「ダルさ」「眠気」「集中力の低下」「ぽっちゃり体形」が気になる……。そんな状態には、血糖の状態が関わっているかもしれません。今回はそもそも血糖値とはなにか、そしてあらゆる不調を引き起こす血糖値スパイクについて、医師・小池雅美先生にお話を伺いました。
そもそも、〝血糖値〟とは?
血糖値=ブドウ糖の濃度。 ホルモンにより維持される
「血糖値とは、血液中に含まれるブドウ糖の濃度のこと。ブドウ糖は、食事から摂った炭水化物が分解されてできるもので、脳や体を動かすための大切なエネルギー源です。血糖値は常に一定ではなく、健康な状態なら決まった範囲内で緩やかに上下しています。
食事をすると、炭水化物が消化・吸収されてブドウ糖となって血液中に入り、血糖値が上昇。すると、膵臓からインスリンというホルモンが分泌され、細胞に『糖を取り込みなさい』という信号を送ります。そして血液中のブドウ糖が細胞に取り込まれ、エネルギーとして使われたり蓄えられたりすることで血糖値は下がります。

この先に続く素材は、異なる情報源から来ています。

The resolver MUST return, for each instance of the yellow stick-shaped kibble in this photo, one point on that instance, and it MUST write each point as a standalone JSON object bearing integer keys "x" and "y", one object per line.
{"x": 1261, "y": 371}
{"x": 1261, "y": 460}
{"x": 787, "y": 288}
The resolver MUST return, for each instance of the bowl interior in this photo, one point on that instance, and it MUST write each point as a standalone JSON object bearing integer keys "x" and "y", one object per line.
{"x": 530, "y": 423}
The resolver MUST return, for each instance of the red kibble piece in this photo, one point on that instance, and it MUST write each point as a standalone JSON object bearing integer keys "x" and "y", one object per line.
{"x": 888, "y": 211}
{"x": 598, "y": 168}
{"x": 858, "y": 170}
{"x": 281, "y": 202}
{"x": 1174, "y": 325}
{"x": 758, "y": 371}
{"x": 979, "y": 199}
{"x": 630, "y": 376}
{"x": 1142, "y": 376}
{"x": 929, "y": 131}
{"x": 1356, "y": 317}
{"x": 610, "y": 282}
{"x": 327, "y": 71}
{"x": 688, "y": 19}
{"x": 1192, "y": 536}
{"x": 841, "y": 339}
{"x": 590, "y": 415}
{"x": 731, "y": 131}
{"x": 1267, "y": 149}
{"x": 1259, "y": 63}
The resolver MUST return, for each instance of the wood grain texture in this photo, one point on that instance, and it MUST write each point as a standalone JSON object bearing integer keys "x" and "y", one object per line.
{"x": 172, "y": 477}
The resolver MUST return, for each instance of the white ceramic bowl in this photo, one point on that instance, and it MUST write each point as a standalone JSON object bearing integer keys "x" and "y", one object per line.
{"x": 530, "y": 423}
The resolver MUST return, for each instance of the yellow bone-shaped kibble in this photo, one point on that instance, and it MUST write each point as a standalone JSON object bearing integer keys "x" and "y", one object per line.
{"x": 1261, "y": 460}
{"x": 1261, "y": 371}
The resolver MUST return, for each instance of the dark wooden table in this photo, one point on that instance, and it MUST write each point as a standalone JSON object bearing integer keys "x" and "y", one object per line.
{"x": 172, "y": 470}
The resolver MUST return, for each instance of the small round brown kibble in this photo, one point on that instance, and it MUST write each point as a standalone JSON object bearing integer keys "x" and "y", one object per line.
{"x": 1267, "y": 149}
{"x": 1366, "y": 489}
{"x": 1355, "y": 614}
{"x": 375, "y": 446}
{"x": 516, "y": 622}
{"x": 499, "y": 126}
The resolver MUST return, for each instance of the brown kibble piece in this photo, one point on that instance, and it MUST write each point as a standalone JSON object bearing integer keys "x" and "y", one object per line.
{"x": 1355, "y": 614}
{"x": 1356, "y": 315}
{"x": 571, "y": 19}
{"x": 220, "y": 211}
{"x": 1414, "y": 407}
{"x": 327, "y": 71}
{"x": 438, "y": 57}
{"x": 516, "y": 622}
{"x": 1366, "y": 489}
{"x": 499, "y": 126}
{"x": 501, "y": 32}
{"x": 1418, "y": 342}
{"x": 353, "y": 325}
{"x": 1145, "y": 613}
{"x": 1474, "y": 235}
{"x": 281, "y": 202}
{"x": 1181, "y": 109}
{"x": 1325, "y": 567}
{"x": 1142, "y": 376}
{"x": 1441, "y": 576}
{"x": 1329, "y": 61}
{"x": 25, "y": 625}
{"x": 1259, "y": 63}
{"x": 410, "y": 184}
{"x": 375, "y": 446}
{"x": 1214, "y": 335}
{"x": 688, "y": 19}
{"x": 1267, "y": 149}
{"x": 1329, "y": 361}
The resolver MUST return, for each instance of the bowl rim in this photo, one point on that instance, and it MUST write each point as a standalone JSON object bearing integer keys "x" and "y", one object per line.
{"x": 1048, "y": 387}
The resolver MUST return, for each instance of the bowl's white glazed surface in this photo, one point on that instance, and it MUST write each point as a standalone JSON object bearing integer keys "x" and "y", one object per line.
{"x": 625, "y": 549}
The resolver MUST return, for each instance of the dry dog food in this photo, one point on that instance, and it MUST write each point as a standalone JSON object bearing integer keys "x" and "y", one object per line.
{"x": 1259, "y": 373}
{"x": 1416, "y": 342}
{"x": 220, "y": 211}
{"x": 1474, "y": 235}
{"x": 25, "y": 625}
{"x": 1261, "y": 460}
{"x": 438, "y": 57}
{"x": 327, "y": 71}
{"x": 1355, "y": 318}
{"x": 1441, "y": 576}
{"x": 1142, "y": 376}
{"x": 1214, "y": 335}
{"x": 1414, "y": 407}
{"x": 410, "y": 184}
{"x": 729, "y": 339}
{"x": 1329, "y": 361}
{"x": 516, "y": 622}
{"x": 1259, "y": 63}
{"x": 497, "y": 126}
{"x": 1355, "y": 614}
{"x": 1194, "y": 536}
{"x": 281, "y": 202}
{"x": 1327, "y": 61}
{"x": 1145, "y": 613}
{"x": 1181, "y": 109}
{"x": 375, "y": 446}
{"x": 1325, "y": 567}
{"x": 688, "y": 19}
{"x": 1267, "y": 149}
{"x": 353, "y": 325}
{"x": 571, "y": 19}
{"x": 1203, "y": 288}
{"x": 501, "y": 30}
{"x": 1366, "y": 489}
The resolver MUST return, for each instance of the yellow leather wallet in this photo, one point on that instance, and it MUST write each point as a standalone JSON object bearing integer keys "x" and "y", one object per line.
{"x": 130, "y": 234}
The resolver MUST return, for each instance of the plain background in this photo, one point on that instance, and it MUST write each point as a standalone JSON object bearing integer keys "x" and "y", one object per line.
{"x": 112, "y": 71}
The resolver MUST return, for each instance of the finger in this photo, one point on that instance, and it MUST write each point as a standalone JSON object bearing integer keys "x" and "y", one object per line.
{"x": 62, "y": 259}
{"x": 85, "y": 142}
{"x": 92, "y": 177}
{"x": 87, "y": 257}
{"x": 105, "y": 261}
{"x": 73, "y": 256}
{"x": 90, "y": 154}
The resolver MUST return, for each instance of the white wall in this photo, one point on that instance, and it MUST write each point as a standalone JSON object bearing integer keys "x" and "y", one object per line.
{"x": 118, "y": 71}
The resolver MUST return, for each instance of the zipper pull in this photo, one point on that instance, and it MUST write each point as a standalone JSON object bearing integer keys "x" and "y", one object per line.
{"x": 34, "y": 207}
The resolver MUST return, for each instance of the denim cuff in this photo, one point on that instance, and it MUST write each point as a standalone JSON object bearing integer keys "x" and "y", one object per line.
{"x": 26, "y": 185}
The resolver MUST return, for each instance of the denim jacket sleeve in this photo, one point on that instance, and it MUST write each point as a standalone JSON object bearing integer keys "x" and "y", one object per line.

一方、血糖値が下がり過ぎると、体はエネルギー不足を防ぐため、コルチゾールやアドレナリンなどのホルモンを分泌。肝臓に蓄えられたグリコーゲンをブドウ糖に分解して血液中に放出させる命令を出し、血糖値を上げます。このように血糖値は、複数のホルモンの働きでバランスが保たれています」
インスリンは、血液中の糖を細胞に取り込ませ、血糖値を下げる働きのあるホルモン。食後に血糖値が上がると膵臓から分泌されます。